Abril, 2025

Sob a mesa

contos 📖

Esse texto foi originalmente publicado no Tumblr em 2019.


A charrete parou, e um leve solavanco arrancou-me brutalmente dos meus devaneios. Ouvi algumas vozes ao redor, nenhuma familiar.

 — Chegamos, senhor! — Comentou François, enquanto relaxava as mãos cansada das rédeas.

Inclinei-me, respondendo ao mordomo que abrira a porta da charrete. Desci os degraus com a mente atordoada, uma sutil emoção aflorada, estava ansioso e não sabia o que esperar. O mordomo, por sua vez, cobriu-me, postando-se ao meu lado, então notei que uma chuva mediana despencava dos céus enegrecidos. Levei a mão para o lado, sob a chuva e senti as gotas se chocando leves contra minha pele. Encarei o mordomo.

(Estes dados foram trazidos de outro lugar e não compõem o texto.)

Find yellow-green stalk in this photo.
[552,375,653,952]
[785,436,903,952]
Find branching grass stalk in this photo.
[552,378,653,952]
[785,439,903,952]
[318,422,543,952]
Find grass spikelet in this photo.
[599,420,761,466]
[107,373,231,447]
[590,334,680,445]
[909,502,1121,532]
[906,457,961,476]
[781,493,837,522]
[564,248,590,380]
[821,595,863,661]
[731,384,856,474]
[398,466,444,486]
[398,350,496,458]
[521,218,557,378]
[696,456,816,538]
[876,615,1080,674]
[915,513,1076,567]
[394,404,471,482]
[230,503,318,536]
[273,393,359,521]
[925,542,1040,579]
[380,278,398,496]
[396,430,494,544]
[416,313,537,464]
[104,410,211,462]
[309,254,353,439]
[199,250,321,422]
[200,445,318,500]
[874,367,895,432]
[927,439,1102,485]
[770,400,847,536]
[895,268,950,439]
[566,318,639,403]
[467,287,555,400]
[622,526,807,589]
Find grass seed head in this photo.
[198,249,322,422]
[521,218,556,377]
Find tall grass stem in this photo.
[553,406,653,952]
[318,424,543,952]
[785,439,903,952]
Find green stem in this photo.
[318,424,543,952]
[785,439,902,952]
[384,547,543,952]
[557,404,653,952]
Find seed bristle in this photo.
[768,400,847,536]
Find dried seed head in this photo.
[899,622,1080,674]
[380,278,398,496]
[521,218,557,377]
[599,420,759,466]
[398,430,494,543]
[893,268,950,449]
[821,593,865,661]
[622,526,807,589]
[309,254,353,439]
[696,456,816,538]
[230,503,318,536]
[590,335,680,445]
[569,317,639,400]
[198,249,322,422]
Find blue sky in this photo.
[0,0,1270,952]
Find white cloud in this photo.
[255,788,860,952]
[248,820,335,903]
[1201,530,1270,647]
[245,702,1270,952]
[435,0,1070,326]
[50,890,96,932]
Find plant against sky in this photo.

— Sou Perrin, senhor — apresentou-se. — A família Laurent o aguarda.

— Todos os convidados já chegaram?

— Sim, senhor. O último, antes do senhor, chegou a aproximadamente meia hora.

— Eu me atrasei, terei que me desculpar com seu senhoril — comentei encabulado pelo atraso.

— Não há necessidade, senhor. O Sr. Laurent deu ordens claras à todos os empregados e fez um pedido cortês para que todos compreendessem que a chuva poderia atrasá-lo, senhor.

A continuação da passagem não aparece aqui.